Mommy guilt. It’s well-documented. And with dads doing more equal parenting and feeling the strains of work-life pressure, daddy guilt is a thing too. But:
1. This post is not a list of all the things I feel guilty about as a mom. Life’s too short, for one thing, and for another, it can be helluva boring to read other people’s confessions (except when they make you feel better about yours).
2. This post is not an uplifting guide to feeling better about yourself, composed of things that you probably feel guilty about but shouldn’t. There are lots of those out there. Start here, here and here. You don’t need me for that.
So what is this post about? Why’d I write on mommy guilt, if not to ‘fess up or mollify?
I’m writing it to draw attention to something that’s started bothering me even more than my guilt does, and that’s the new trend in the nursery school parking lot:
The Crappiness Contest
We seem to have evolved from bragging, boasting and raving about our kids, competing for best kid in the world, to trying to out-crappify each other.
You may recognise these:
Mom A: “Is she potty-trained?”
Mom B: “Nope. Sits on potty. Gets up. Pees on floor. Yours?”
Mom A: “Nope.” (They laugh.)
Mom A: “I feel so bad. My kid ate Flings for dinner. The whole weekend.”
Mom B: “Me too. Mine ate nothing but tinned peaches.” (They laugh.)
Mom A: “My kid hasn’t slept through in two weeks. I’m a zombie.”
Mom B: “Mine hasn’t slept through in seven months. Don’t go there.” (They groan.)
I do it too, unfortunately.
Mom A: “Your toddler speaks so well.”
Me: “Yeah, she never stops talking.” (I groan.)
Mom B: “Your daughter is so pretty.”
Me: “Thanks. But what a little terrorist.” (I laugh.)
Mom C: “You’re such a relaxed mom.”
Me: “I let her eat all sorts of junk from the floor!” (We laugh.)
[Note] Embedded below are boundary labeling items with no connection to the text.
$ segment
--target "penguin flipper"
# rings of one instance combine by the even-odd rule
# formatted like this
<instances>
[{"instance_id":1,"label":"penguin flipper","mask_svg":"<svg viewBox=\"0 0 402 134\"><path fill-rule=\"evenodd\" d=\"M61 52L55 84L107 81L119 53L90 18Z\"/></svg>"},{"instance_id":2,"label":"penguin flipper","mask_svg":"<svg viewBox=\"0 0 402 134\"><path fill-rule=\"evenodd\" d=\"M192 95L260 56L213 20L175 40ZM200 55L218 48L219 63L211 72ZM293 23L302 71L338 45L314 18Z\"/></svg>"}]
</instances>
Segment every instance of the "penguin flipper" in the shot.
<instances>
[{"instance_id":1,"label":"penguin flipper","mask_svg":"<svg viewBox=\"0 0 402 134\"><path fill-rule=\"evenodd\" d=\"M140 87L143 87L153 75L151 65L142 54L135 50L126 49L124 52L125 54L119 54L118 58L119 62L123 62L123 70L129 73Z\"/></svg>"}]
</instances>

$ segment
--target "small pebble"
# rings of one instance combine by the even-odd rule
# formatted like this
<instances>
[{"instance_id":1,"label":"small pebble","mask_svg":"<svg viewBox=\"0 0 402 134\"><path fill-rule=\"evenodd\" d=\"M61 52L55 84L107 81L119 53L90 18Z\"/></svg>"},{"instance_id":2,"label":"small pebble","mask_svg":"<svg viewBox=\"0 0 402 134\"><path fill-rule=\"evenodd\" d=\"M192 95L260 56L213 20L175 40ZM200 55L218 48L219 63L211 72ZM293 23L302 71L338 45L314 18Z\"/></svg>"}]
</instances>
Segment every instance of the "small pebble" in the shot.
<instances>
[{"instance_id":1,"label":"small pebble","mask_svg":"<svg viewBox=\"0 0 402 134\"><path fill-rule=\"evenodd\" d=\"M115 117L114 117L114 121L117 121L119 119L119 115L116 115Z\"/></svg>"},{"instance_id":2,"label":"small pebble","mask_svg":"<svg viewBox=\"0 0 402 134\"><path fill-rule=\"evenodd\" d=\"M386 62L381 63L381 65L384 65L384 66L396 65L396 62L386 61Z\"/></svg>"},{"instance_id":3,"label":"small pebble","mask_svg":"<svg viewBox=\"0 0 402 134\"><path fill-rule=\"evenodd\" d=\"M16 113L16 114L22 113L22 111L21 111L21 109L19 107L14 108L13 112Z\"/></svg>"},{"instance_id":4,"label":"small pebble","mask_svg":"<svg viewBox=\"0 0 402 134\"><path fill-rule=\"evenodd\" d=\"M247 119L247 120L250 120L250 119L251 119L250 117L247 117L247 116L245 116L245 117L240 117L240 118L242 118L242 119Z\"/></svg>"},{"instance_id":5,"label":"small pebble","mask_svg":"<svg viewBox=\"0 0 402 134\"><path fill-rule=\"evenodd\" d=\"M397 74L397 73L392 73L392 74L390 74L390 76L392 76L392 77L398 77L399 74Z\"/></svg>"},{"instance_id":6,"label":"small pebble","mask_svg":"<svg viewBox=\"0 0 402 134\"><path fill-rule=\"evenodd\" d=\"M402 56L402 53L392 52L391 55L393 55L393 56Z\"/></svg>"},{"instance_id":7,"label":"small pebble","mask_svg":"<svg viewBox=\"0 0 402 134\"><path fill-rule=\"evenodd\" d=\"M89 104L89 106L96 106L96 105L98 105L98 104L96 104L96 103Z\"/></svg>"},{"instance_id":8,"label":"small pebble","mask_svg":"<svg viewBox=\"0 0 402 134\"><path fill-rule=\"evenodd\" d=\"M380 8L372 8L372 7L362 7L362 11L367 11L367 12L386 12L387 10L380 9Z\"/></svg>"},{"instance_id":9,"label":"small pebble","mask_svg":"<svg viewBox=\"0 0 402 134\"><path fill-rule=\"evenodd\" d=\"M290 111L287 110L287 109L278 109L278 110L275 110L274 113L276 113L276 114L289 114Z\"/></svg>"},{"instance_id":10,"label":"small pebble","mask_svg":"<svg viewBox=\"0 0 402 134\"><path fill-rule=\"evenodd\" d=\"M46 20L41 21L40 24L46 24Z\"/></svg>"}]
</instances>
Why can’t we thank the other mom and take ownership of those moments when our wonderful child is being brilliant and looks gorgeous, we’re relaxed, and all is well? Why do we — when, deep down, we thrive on those compliments — feel such a need to dismiss them with jokes or diminish others’ horror stories with our own?
I read an article recently in which a mom responded in a highly unusual way to the compliment, “Your toddler is so good; you’re so lucky.” She said (and I’m paraphrasing), “Actually, we’re not lucky. It’s hard work to have a well-behaved toddler. We spend a lot of time, effort and energy teaching manners, rewarding good behaviour and instilling discipline. So, thanks, but luck has nothing to do with it.”
I was shocked. Stupefied. That’s how rare it is for moms to publicly take credit. Why?
1. Is it about nonchalance?
My friends Jaclyn and Leanne, who don’t have kids, and my friend Danielle, who has three, agree that all women do it — along the lines of “Wow, you’ve lost so much weight!” met with “This outfit is very slimming”. It’s a false-modesty “Oh, this old thing?” phenomenon, designed to make the achievement seem easy or effortless.
2. Is it about comfort?
Possibly. Moms try to outdo other moms with how their child is naughtier, cheekier or fussier. Often to make the other mom feel better about what she’s going through, share the load or provide support. But, as Melissa, mom to three-year-old Ella points out, it can reach a point of quasi-insulting one’s own children. And it’s bad for mom mojo.
3. Is it about humility?
Melissa thinks it is: “We downplay our parenting skills and successes, turning the conversation around so we don’t have to experience the awkward feeling of ‘I dare not thank her for the compliment because then she’ll think I’m arrogant’ … ‘”
4. Is it about superstition?
I sometimes feel as if participating in the Crappiness Contest is a conversational way to avoid the “evil eye”. If we refrain from saying too many positive things about our little ones/our parenting, there’s a smaller chance of being whacked by some bad juju.
5. Is it about contrariness?
In my own case — maybe. I’m such a contrary archetype to the Stepford Wife that almost everything I say about being a mom and partner comes out as a joke: “If my husband didn’t cook, we’d starve”; “I wish I could work 16 hours a day”. “She can suck a dummy til she’s 12”. And “As a baby, my little one watched a lot of CSI“.
Which one are you? The nonchalant? The comforting? The humble? The superstitious? The contrary? Or, are there elements of all five in your responses?
So what do we do now?
Whatever our motivation for “crappifying”, I’m going to ask that we try to opt out. The research suggests that it’s bad for our kids and there’s a good chance it’s bad for us.
Instead, let’s talk about our efforts and successes. Take ownership of what we’re doing right. Accept compliments when our tots are angelic. Be proud of what we’re molding them into. And above all, be honest with each other. Who’s with me?